The Monetary Policy Committee (Copom) of the Central Bank considers an increase in the pace of Selic cuts to be “unlikely”, based on the current step of 0.5 percentage points, and reinforces the need to maintain a monetary policy that is still contractionary for the “relevant horizon”, until the convergence of inflation towards the target is consolidated.

The two messages are contained in the minutes of the meeting held by the collegiate last week, which ended for the second consecutive time with a reduction of 0.5 points in the basic interest rate – this time, from 13.25% to 12.75% per year .

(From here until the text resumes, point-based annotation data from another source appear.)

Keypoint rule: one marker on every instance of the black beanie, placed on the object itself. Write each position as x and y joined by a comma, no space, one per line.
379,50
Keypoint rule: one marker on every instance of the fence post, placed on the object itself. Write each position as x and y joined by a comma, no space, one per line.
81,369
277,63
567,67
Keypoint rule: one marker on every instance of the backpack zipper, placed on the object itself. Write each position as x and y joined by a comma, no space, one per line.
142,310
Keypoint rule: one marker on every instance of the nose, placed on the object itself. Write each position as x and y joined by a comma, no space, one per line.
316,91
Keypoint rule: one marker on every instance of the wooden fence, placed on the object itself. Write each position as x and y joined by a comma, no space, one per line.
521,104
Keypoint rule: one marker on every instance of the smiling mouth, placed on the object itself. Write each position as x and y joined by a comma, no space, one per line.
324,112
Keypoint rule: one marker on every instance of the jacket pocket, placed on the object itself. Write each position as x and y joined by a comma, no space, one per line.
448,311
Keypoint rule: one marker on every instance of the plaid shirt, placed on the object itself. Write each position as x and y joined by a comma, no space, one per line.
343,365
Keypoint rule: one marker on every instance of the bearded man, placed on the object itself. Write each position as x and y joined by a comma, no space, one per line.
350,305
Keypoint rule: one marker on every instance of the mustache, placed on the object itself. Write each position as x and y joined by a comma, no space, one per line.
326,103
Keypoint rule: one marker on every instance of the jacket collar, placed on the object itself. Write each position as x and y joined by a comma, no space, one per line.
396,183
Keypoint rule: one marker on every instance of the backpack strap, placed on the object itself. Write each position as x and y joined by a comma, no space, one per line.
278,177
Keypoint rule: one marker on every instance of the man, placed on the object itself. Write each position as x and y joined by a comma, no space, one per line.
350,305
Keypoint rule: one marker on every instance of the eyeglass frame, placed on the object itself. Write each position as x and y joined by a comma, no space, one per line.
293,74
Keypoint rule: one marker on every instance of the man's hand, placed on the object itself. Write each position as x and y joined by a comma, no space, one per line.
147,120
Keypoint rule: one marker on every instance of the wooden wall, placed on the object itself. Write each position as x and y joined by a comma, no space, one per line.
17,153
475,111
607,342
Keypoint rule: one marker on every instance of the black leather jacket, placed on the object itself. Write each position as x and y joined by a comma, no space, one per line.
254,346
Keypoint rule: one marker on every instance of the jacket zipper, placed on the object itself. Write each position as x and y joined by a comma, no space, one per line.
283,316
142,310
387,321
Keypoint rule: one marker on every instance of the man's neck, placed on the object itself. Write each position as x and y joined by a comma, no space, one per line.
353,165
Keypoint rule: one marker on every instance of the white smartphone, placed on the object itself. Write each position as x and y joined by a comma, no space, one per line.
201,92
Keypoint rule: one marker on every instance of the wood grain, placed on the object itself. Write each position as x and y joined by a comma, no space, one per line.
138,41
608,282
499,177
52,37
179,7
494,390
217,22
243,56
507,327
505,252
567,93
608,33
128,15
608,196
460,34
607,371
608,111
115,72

The text, released this Tuesday, 26th, consolidated in the financial market the projection that the Selic could close the year at 11.75%, considering the announcement of two more cuts at the Copom meetings in early November and mid- December. This is the estimate of 52 institutions interviewed by Projeções Broadcast, out of a total of 60. Still based on the survey median, the current cycle of cuts should end in 2024 with the Selic at around 9%.

“Without a solid anchoring of expectations, the Central Bank will not change this rate of reduction in the Selic”, stated the chief economist at Banco Inter, Rafaela Vitória. For her, the minutes adopted a harsher tone, highlighting the BC’s concern with the external scenario – there is fear in the market that the Federal Reserve (the American central bank) will raise rates in the country again. “Stronger interest rates abroad put pressure on the exchange rate. We had upward surprises in the prices of some commodities, which have not yet hit consumer prices.”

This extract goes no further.